Friday, June 20, 2014

Python Sets: Handy for Network Data

My Python-related posts seem to get the most reads, so here's another one!

A problem that comes up fairly often in networking is finding the number of occurrences of unique items in a large collection of data: let's say you want to find all of the unique IP addresses that accessed a website, traversed a firewall, got denied by an ACL, or whatever. Maybe you've extracted the following list from a log file:

1.1.1.1
2.2.2.2
3.3.3.3
1.1.1.1
5.5.5.5
5.5.5.5
1.1.1.1
2.2.2.2
...

and you need to reduce this to:

1.1.1.1
2.2.2.2
3.3.3.3
5.5.5.5

In other words, we're removing the duplicates. In low-level programming languages, removing duplicates is a bit of a pain: generally you need to implement an efficient way to sort an array of items, then traverse the sorted array to check for adjacent duplicates and remove them. In a language that has dictionaries (also known as hash tables or associative arrays), you can do it by adding each item as a key in your dictionary with an empty value, then extract the keys. In Python:

>>> items = ['1.1.1.1','2.2.2.2','3.3.3.3','1.1.1.1','5.5.5.5','5.5.5.5','1.1.1.1','2.2.2.2']
>>> d = {}
>>> for item in items:
...     d[item] = None
...
>>> d
{'5.5.5.5': None, '3.3.3.3': None, '1.1.1.1': None, '2.2.2.2': None}
>>> unique = d.keys()
>>> unique
['5.5.5.5', '3.3.3.3', '1.1.1.1', '2.2.2.2']


or, more concisely using a dictionary comprehension:

>>> {item:None for item in items}.keys()
['5.5.5.5', '3.3.3.3', '1.1.1.1', '2.2.2.2']


Python has an even better way, however: the "set" type, which emulates the mathematical idea of a set as a collection of distinct items.
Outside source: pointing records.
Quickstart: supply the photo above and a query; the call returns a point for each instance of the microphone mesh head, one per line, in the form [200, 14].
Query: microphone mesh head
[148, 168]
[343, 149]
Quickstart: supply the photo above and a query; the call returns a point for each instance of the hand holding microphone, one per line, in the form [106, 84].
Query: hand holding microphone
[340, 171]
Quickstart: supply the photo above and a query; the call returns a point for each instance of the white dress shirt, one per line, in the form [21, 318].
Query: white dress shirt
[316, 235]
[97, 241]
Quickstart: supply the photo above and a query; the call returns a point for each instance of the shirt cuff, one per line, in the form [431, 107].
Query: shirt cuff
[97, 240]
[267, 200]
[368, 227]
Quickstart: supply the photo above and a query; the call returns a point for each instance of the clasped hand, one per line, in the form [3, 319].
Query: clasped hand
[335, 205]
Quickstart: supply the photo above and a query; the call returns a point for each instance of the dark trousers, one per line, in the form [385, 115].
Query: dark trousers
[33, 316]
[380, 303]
If you create an empty set and add items to it, duplicates will automatically be thrown away:

>>> s = set()
>>> s.add('1.1.1.1')
>>> s
set(['1.1.1.1'])
>>> s.add('2.2.2.2')
>>> s.add('1.1.1.1')
>>> s
set(['1.1.1.1', '2.2.2.2'])
>>> for item in items:
...     s.add(item)
...
>>> s
set(['5.5.5.5', '3.3.3.3', '1.1.1.1', '2.2.2.2'])


Predictably, you can use set comprehensions just like list comprehensions to do the same thing as a one liner:

>>> {item for item in items}
set(['5.5.5.5', '3.3.3.3', '1.1.1.1', '2.2.2.2'])


Or, if you have a list built already you can just convert it to a set:

>>> set(items)
set(['5.5.5.5', '3.3.3.3', '1.1.1.1', '2.2.2.2'])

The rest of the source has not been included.